Oil Prices Surge as Trump Extends Iran Ceasefire Amid Continued Strait of Hormuz Closure

Apr 22, 2026 16:35 UTC
XOM, CL=F, BZ=F
Medium term

President Trump has indefinitely extended the ceasefire with Iran to allow for a unified peace proposal. However, the continued closure of the Strait of Hormuz is driving global oil prices higher as supply deficits mount.

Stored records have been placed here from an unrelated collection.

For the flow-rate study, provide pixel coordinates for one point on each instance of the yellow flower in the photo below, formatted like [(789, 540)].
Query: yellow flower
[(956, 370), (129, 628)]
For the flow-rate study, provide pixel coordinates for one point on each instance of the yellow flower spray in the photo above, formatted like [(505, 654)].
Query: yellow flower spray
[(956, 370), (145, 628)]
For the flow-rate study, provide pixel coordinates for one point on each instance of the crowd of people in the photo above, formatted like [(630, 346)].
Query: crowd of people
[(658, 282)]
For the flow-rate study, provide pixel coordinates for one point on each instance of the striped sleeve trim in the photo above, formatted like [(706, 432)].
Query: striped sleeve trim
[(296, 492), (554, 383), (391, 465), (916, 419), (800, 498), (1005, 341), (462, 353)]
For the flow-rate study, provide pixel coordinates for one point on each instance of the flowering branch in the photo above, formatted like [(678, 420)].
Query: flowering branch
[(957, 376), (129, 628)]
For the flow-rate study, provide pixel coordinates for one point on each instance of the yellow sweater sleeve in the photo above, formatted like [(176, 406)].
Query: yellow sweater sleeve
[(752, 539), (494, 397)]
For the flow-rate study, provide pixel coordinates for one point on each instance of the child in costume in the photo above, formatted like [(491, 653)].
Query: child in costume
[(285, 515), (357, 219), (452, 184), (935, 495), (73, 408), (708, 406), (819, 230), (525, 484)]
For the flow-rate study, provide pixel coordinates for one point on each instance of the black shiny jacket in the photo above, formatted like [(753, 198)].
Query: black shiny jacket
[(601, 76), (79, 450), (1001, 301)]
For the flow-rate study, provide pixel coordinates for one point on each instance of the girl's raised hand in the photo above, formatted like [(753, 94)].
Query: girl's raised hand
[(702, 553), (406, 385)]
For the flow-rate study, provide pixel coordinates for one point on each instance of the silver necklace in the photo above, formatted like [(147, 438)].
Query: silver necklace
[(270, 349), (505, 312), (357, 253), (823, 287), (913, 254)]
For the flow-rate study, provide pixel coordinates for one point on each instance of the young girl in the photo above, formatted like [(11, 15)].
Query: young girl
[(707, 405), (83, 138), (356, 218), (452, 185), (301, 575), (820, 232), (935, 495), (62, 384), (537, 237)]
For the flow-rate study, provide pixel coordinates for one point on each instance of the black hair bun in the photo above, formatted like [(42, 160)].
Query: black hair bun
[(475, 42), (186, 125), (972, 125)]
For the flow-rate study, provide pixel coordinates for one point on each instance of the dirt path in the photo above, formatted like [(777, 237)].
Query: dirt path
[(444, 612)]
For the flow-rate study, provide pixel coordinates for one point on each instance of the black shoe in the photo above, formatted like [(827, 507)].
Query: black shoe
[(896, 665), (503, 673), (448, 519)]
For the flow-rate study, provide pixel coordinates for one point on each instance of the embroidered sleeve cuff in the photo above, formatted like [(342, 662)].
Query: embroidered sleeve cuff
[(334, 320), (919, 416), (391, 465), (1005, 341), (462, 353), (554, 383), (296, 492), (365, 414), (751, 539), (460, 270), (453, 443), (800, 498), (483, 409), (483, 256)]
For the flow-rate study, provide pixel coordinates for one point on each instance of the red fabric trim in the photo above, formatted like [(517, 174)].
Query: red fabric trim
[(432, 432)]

  • Ceasefire extended indefinitely to seek a unified Iranian proposal
  • Strait of Hormuz closure continues to choke 20% of global oil/LNG flow
  • Kpler estimates $50 billion in lost value from 500 million missing barrels
  • Brent crude exceeds $101/bbl and WTI reaches $92/bbl
  • Bypass pipelines in Saudi Arabia and UAE are insufficient to offset losses
  • Potential for further escalation at the Bab el-Mandeb strait

Global energy markets are reacting to President Trump's decision to indefinitely extend the ceasefire with Iran. While the move aims to provide the Iranian government time to submit a unified proposal to end the conflict, it fails to address the critical blockage of the Strait of Hormuz. The Strait of Hormuz remains closed to commercial traffic despite previous claims of reopening, with Iran citing U.S. Navy blockades. This waterway is vital to global energy security, historically facilitating the passage of 20% of the world's oil and liquefied natural gas (LNG) supplies. The supply crunch is severe. Analytics firm Kpler estimates a cumulative loss of 500 million barrels of oil since the conflict began, representing approximately $50 billion in lost value. While Saudi Arabia and the UAE have utilized bypass pipelines to the Red Sea and other ports, these measures have not fully compensated for the shortfall, forcing nations to draw from emergency reserves. Crude benchmarks responded immediately to the news. Brent oil rose 3% to exceed $101 per barrel, while West Texas Intermediate (WTI) climbed more than 2% to $92 per barrel. Analysts warn that the indefinite nature of the ceasefire suggests a prolonged period of volatility and high prices, as restarting shut-in wells in the Persian Gulf will take months. The market remains on edge; a failure of the ceasefire could lead to attacks on further energy infrastructure or the closure of the Bab el-Mandeb strait. Consequently, investors are pivoting toward energy producers like ExxonMobil (XOM) while reducing exposure to oil-sensitive sectors such as airlines and cyclical stocks.